Global admins have to be TRAINED! They have to understand all those concepts and be ready to challenge developers. Imagine a GA consent a scope like Group.ReadWrite.All (delete all groups with application permission), things can become bad quickly…
Train your developers. From end user perspective, it’s not really a good experience when you receive a wall of scopes to consent at the first login. Developers should implement dynamic scopes in their application and should understand the principal of least privilege.
All Enterprise applications have to be monitored to detect overprivileged consented scopes. As we’ve seen, monitoring sign-ins is not an option today, but monitoring the enterprise app scopes or the audit log when someone consent can be an option. You also have tools like the cloud app security portal or sentinel which can help you to improve your security posture.
Train your users to read what they consent is not a option (you can try lol). But AAD proposes few options to avoid making the consent experience too painful.
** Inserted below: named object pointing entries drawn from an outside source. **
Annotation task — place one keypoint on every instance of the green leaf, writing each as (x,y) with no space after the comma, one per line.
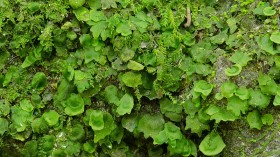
(111,94)
(267,119)
(151,125)
(268,11)
(51,117)
(254,120)
(212,144)
(172,131)
(240,58)
(96,120)
(98,28)
(220,114)
(26,105)
(267,84)
(125,105)
(3,126)
(276,101)
(131,79)
(127,54)
(123,29)
(109,126)
(275,37)
(82,13)
(129,122)
(196,125)
(203,87)
(39,81)
(237,105)
(133,65)
(242,93)
(234,70)
(106,4)
(228,89)
(76,3)
(74,105)
(260,8)
(258,99)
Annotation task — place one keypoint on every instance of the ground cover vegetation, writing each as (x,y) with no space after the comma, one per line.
(134,77)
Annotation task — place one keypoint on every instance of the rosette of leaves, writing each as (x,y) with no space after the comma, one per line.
(51,117)
(39,81)
(125,104)
(233,70)
(74,105)
(258,99)
(171,110)
(151,125)
(275,37)
(203,87)
(254,120)
(243,93)
(76,132)
(228,89)
(267,84)
(102,123)
(131,79)
(212,144)
(4,124)
(220,114)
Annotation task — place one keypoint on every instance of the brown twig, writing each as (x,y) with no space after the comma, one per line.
(188,17)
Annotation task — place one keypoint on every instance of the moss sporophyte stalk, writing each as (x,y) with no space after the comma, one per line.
(139,78)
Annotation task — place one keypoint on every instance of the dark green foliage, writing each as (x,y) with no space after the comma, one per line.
(126,78)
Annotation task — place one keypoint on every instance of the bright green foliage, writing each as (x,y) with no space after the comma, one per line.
(228,89)
(240,58)
(170,109)
(220,114)
(170,133)
(39,81)
(51,117)
(258,99)
(3,126)
(276,101)
(26,105)
(100,77)
(129,122)
(275,37)
(267,119)
(132,79)
(242,93)
(268,11)
(234,70)
(151,125)
(254,120)
(96,120)
(267,84)
(125,105)
(236,105)
(203,87)
(134,65)
(76,3)
(212,144)
(77,132)
(196,125)
(111,94)
(74,105)
(109,126)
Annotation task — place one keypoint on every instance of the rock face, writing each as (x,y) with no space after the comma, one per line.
(242,141)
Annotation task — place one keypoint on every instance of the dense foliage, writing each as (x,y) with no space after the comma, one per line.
(127,78)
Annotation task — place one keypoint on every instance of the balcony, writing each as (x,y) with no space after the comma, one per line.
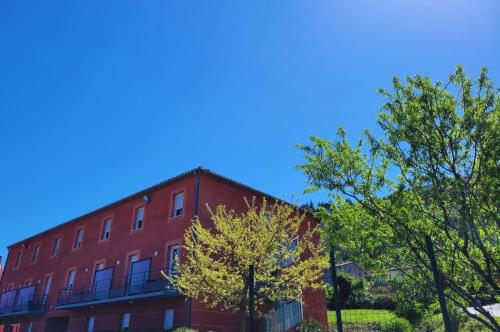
(135,286)
(11,304)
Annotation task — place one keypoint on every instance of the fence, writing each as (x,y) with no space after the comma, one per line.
(361,315)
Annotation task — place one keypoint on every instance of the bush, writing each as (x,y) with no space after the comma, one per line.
(309,326)
(384,301)
(396,325)
(411,311)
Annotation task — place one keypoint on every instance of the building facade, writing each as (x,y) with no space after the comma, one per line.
(101,271)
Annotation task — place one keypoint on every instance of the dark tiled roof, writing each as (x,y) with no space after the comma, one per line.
(143,192)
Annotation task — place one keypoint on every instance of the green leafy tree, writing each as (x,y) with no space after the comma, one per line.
(434,171)
(219,252)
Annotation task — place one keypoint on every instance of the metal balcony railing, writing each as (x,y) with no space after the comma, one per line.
(26,305)
(115,289)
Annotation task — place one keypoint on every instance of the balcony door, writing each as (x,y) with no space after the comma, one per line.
(102,282)
(139,275)
(25,297)
(7,300)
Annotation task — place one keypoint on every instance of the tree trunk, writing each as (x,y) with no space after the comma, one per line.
(242,320)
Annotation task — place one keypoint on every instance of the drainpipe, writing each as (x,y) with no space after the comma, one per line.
(196,195)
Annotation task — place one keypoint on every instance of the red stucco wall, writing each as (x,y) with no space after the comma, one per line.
(158,233)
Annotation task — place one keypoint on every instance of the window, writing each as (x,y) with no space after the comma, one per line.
(18,259)
(36,253)
(56,246)
(46,285)
(132,259)
(106,229)
(178,204)
(70,282)
(173,259)
(139,218)
(90,324)
(290,259)
(168,320)
(125,321)
(78,239)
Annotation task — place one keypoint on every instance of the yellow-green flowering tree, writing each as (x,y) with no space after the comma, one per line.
(219,251)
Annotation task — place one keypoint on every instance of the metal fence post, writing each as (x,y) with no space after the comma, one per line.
(336,296)
(250,297)
(439,283)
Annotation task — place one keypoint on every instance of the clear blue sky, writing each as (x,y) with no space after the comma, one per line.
(102,98)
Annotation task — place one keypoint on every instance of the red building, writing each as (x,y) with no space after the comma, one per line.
(101,271)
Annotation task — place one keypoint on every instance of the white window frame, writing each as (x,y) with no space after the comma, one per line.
(46,285)
(139,222)
(78,239)
(19,257)
(70,282)
(125,321)
(178,206)
(168,319)
(36,253)
(172,269)
(56,247)
(106,229)
(90,324)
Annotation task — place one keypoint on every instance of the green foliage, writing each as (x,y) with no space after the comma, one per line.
(396,325)
(436,166)
(218,253)
(362,316)
(384,301)
(412,311)
(310,325)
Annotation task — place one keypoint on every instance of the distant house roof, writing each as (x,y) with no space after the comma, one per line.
(199,170)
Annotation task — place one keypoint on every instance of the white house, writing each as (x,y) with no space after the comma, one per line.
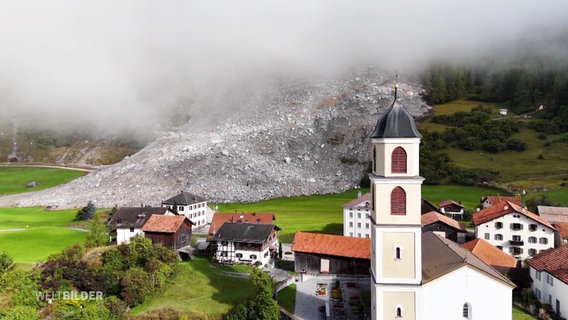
(246,243)
(550,278)
(193,207)
(416,275)
(356,217)
(514,229)
(127,222)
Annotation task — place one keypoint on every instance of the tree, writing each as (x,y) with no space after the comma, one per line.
(98,235)
(86,213)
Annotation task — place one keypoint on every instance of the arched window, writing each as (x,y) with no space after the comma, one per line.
(398,201)
(398,160)
(466,311)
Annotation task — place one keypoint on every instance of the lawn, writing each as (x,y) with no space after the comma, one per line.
(13,179)
(198,288)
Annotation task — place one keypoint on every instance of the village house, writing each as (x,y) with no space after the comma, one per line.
(246,243)
(514,229)
(451,208)
(415,274)
(550,279)
(444,226)
(316,253)
(221,217)
(558,217)
(193,207)
(127,222)
(356,213)
(172,232)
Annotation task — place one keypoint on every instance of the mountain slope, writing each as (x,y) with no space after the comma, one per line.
(292,138)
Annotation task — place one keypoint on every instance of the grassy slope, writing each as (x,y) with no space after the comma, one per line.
(13,179)
(197,287)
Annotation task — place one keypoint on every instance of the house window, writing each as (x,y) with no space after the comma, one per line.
(516,226)
(398,201)
(466,311)
(398,160)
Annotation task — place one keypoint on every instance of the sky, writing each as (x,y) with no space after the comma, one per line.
(126,64)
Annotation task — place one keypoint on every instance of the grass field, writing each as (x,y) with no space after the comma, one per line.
(199,288)
(14,179)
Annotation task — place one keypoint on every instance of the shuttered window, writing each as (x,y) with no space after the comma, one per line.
(398,201)
(398,160)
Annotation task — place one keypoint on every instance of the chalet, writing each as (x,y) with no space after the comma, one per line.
(172,232)
(246,243)
(127,222)
(444,226)
(488,201)
(191,206)
(550,278)
(452,208)
(514,229)
(256,218)
(356,213)
(316,253)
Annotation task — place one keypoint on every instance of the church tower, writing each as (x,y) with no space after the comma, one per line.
(396,250)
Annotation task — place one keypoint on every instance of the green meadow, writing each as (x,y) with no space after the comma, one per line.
(13,179)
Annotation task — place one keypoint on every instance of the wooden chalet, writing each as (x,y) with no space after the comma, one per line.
(316,253)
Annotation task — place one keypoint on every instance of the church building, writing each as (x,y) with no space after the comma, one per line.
(417,275)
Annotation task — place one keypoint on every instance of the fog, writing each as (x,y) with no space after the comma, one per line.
(125,65)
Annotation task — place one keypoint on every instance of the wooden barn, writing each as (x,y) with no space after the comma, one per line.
(173,232)
(316,253)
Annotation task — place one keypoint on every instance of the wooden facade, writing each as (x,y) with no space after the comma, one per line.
(312,263)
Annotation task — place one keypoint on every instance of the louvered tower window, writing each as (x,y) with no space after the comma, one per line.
(398,201)
(398,160)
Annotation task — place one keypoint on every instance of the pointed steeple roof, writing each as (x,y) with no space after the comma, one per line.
(396,123)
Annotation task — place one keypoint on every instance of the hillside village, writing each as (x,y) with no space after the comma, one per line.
(406,252)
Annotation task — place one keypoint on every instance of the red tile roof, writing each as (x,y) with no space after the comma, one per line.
(257,217)
(504,208)
(552,261)
(167,224)
(332,245)
(433,216)
(490,254)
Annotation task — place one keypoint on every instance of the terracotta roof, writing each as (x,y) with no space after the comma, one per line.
(449,202)
(441,256)
(184,198)
(332,245)
(243,232)
(433,216)
(134,217)
(498,199)
(490,254)
(553,214)
(562,228)
(552,261)
(256,217)
(504,208)
(166,224)
(359,201)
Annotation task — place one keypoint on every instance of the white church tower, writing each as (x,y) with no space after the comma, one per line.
(396,245)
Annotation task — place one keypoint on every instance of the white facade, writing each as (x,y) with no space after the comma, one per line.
(550,290)
(517,235)
(357,218)
(446,297)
You can really tweak end user consent options to avoid blocking the consent completely and generate frustration. Therefore, MS proposes some option like allowing user to self-consent if the publisher is trusted and if the scopes are allowed by the IT team. We can enable also the Admin workflow to help end user to request consent to a GA account through a simple button.
Conclusion
I think now you can admit that an app registration and an enterprise app aren’t same thing. Between this article and a previous one, you should now start to understand how it’s working. We will continue few topics in a later one, but the big part is done.
Here few take away from this article:
- TRAINED your GA! It’s not normal a GA does not understand scopes concepts.
- If you don’t plan to create multi-tenant app, stick to single and try to implement governance/monitoring.
- Start implementing Enterprise app governance. It means implementing a governance (weekly review/standards) and monitoring with tools like cloud app security, Sentinel, Scripts, …
- Consent is underrated, but super important. Make sure you have a proper governance around consents in place and a proper consent policy for your end users!